Meanwhile, investor owned utilities continue to put ratepayers at risk, and PG&E isn’t the only example. Take Con Edison, which serves the New York region, for example. In December, a transformer explosion turned the entire New York City sky aqua blue and put thousands of residents in the dark.

According to Bozuwa, if PG&E were to be publicly owned, it could potentially be designed to empower these local projects and regional distributors, as well as Community Choice Aggregators, boards that enable opt-on community options for alternative, renewable forms of energy for residents. Seven US states, including California, already have some Community Choice Aggregators, according to the EPA.

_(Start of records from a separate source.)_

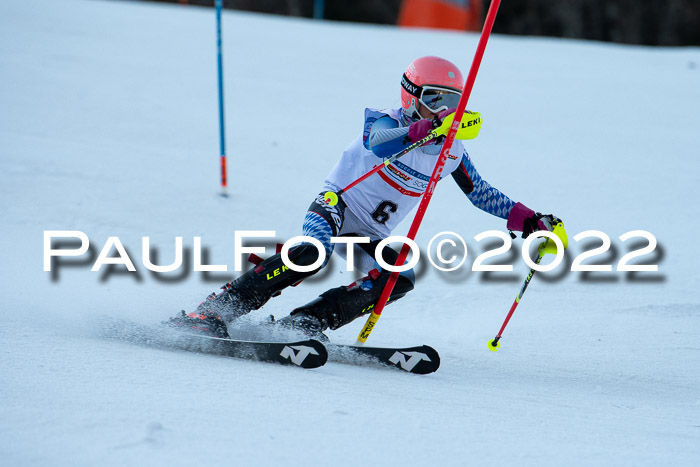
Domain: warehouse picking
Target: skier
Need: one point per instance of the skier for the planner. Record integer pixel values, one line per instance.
(430, 92)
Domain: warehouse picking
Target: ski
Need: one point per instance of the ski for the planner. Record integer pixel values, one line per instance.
(420, 360)
(307, 353)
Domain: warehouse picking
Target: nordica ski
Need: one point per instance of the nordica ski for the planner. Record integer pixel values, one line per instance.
(308, 353)
(420, 360)
(305, 354)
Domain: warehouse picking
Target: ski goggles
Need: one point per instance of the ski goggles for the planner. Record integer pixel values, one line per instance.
(434, 98)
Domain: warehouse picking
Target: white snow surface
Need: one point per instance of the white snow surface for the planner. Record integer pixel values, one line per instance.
(109, 125)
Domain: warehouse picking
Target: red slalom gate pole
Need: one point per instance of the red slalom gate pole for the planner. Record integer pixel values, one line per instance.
(447, 145)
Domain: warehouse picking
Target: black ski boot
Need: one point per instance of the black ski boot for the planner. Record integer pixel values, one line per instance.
(341, 305)
(249, 292)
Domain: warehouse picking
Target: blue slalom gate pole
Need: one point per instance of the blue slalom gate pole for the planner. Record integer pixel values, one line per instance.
(222, 138)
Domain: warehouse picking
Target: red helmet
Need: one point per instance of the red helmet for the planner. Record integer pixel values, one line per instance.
(433, 82)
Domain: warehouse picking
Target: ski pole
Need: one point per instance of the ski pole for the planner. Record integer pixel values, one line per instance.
(447, 145)
(494, 345)
(331, 197)
(560, 241)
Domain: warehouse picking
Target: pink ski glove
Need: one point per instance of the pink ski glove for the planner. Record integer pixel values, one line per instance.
(422, 128)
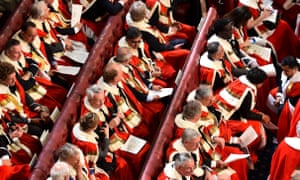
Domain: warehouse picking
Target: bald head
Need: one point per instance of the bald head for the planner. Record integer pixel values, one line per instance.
(111, 73)
(123, 55)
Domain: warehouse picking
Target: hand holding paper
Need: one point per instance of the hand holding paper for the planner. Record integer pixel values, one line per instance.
(248, 136)
(235, 157)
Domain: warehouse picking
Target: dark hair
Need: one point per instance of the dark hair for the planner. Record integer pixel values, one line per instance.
(239, 15)
(212, 48)
(291, 62)
(10, 43)
(5, 70)
(88, 121)
(218, 27)
(27, 25)
(256, 75)
(133, 33)
(191, 109)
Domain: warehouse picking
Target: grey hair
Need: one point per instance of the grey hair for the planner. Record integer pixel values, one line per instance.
(181, 158)
(92, 90)
(212, 48)
(203, 91)
(191, 109)
(68, 150)
(37, 9)
(189, 134)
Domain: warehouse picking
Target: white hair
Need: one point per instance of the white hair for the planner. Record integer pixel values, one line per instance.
(37, 9)
(92, 90)
(60, 170)
(181, 158)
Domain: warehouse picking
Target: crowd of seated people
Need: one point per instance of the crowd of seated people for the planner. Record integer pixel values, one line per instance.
(122, 103)
(229, 90)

“I think it’s about building multiple scales of public ownership, and not thinking about it as like ‘oh, well the state will run all of this at the state level,’ because it’s a very large, very populous state,” Bozuwa said.

For perspective, 2019 is not the first time that PG&E has filed for bankruptcy. Back in 2001, a drought in the US reduced the amount of energy PG&E was able to import from states other than California (climate change makes droughts both more likely and more intense). That, combined with expensive wholesale rates for electricity, drove the company into bankruptcy. In order to keep the company afloat, ratepayers had to pay $1.6 billion over the course of several years, and California had to give the company $3 billion in Energy Recovery Bonds to save ratepayers money.

In 2019 and in years to come, California will continue to face heightened risk for wildfires and droughts—things that could cause PG&E and other investor-owned utilities that rely on dirty-energy infrastructure to go bottom-up again.

An express goal of the the Green New Deal resolution is “to secure for all people of the United 15 States for generations to come…climate and community resiliency.” But we can’t face upcoming decades of climate change with the utility system we have now. If we continue to rely on investor-owned utilities, they will continue to prioritize natural gas. Their systems will fail, wildfires will continue to happen, and ratepayers will pay the cost.